Surviving Fire: using Erlang as an OS to Achieve Massive Fault Tolerance by Sam Williams


By Erlang Central | Published: September 26, 2016



Slides and more info: http://www.erlang-factory.com/euc2016/sam-williams

This talk provides an overview of a new project that uses one BEAM instance per core, running directly on the metal, as the base of an operating system. The OS has been built from the ground up to provide software and hardware fault tolerance. Due to the operating system’s structure, it can withstand the failure of Erlang processes, entire Erlang nodes and failure of various hardware elements (like CPU cores, RAM modules and hard drives), without incurring total loss of operation. The talk will provide a brief background of the related operating system concepts, such that it is accessible to those not familiar with operating system design.

As well as describing the project and progress that has been made so far, this talk will demonstrate how we are testing the hardware fault tolerance of the operating system.
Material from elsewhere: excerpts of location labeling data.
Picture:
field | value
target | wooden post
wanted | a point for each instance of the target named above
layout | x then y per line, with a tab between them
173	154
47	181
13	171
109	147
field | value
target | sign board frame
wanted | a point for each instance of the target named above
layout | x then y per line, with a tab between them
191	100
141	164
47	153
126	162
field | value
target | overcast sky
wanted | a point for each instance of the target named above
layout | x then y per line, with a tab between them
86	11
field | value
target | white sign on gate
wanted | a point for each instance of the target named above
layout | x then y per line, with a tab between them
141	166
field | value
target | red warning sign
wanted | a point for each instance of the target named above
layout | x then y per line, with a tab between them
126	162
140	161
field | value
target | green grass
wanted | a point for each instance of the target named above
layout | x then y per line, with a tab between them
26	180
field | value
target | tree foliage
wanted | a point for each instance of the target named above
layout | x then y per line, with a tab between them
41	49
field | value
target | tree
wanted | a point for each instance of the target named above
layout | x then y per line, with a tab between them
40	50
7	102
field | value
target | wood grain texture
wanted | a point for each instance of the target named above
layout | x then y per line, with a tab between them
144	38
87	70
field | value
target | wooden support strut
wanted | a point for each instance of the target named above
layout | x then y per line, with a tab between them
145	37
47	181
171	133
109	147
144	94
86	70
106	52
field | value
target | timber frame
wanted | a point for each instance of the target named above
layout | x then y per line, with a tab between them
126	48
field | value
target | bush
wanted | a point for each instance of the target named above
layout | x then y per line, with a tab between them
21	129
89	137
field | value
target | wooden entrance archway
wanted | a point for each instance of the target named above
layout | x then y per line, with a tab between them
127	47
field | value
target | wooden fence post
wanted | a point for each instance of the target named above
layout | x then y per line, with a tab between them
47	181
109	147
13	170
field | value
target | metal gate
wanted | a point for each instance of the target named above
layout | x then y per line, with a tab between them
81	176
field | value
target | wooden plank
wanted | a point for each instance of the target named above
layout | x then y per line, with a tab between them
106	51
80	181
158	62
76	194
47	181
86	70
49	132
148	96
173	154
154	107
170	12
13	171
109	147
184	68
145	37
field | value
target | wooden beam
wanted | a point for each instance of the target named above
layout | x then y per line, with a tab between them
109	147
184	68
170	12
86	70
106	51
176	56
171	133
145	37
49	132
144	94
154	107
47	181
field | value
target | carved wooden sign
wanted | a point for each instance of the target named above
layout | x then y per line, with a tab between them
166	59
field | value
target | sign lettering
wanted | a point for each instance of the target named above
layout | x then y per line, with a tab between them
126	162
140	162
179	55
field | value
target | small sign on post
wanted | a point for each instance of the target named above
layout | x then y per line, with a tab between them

These hardware fault tolerance tests come in the form of interrupting and damaging computers in various ways during operation, in order to catalogue how the operating system reacts.

Talk objectives:

To explain how Erlang can be used, by deploying one BEAM instance per core, running on the metal, to build fault tolerance to hardware, as well as software failure.

Target audience:

Anyone that is interested in fault tolerance, operating systems or fire!